La escena, cuando la niña sube las escaleras y mira (la cámara se mueve en sentido ascendente) las Marschstiefel (botas de marcha) que calza Claude, que así mismo viste el uniforme negro de las SS tiene paralelo con la última, cuando Claude, décadas después, llega al pueblo en una misión de restauración turística de las ruinas, y Nanette, ya casada y con hijos, vuelca el vaso de vino sobre la mesa, al reconocer en el recién llegado al antiguo Claude, el nazi. Se trata de la representación de un súbito despertar, del paso de un estado de cosas a otro, del fin de la infancia y del descubrimiento de la identidad propia –el asumir que uno ha sido engañado para realizar cosas aborrecibles e inconfesables- y de la identidad, siempre esquiva, de los otros.
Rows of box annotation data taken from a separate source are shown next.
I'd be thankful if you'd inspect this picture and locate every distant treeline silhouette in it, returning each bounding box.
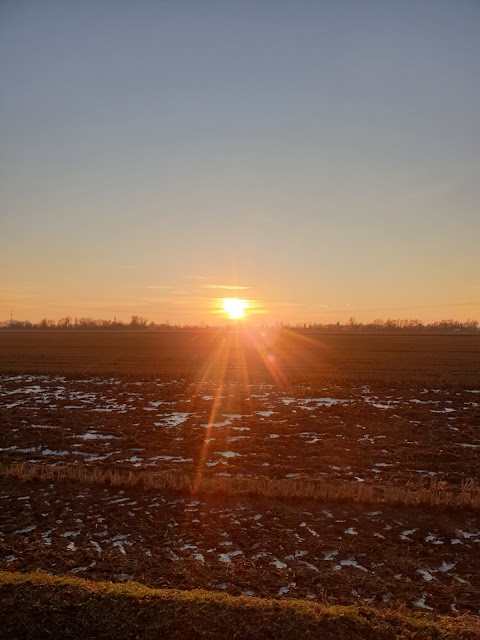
[0,316,480,333]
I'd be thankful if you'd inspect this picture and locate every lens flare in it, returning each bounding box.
[222,298,248,320]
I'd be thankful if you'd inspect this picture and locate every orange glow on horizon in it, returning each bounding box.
[222,298,248,320]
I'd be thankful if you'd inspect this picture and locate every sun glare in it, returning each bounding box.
[222,298,248,320]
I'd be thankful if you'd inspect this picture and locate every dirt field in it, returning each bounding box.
[0,331,480,385]
[0,333,480,615]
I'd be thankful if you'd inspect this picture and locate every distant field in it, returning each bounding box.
[0,331,480,616]
[0,330,480,384]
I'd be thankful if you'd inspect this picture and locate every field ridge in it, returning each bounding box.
[0,571,480,640]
Son obvios los temas, y hasta las formas, que se cruzan en “El Salvador” y que aparecen en una película como “El engaño” (The Beguiled, 1971), cinta del mismo año, pero estrenada meses antes, dirigida por Don Siegel, con un Clint Eastwood como el cabo yanqui John ‘McBee’ McBurney, encontrado herido en el bosque por una niña, y que termina seduciendo a todas las mujeres sureñas –incluyendo a aquella niña, a sus compañeras y profesoras- de una escuela de señoritas, en plena Guerra de Secesión, o en la premiadísima “El paciente inglés” (The English Patient, 1996), de Anthony Minghella, con el romance que surge entre la enfermera Hana (Juliette Binoche), y el misterioso herido, de rostro vendado, a quien sólo se conoce como “el paciente inglés”, y que se remontan a los amores torturados por la memoria de “Hiroshima mon amour” (1959), de Alain Resnais, pero la maldad última que se resuelve en el acto de manchar el alma de Nanette –ella siempre vivirá con el estigma de haber traicionado a los suyos, por lo que ha sido maldecida, a pesar de que Claude jamás le puso la mano encima, lo que hace más pura su maldad, pues sólo ha sido un objeto, un vehículo de destrucción-, sólo tiene paralelo en la corrupción infantil deliberada (la retorcida perversión de la inocencia) de “Los sin nombre” (Els sense nom, 1999), dirigida por el catalán Jaume Balagueró, y adaptación de una novela del gran maestro del horror físico Ramsey Campbell.
“El Salvador” debe rescatarse del olvido como lo que es: una de las más impactantes películas sobre la Segunda Guerra Mundial jamás rodadas, y una reflexión sobre la maldad intrínseca que subyace bajo cualquier movimiento fanático.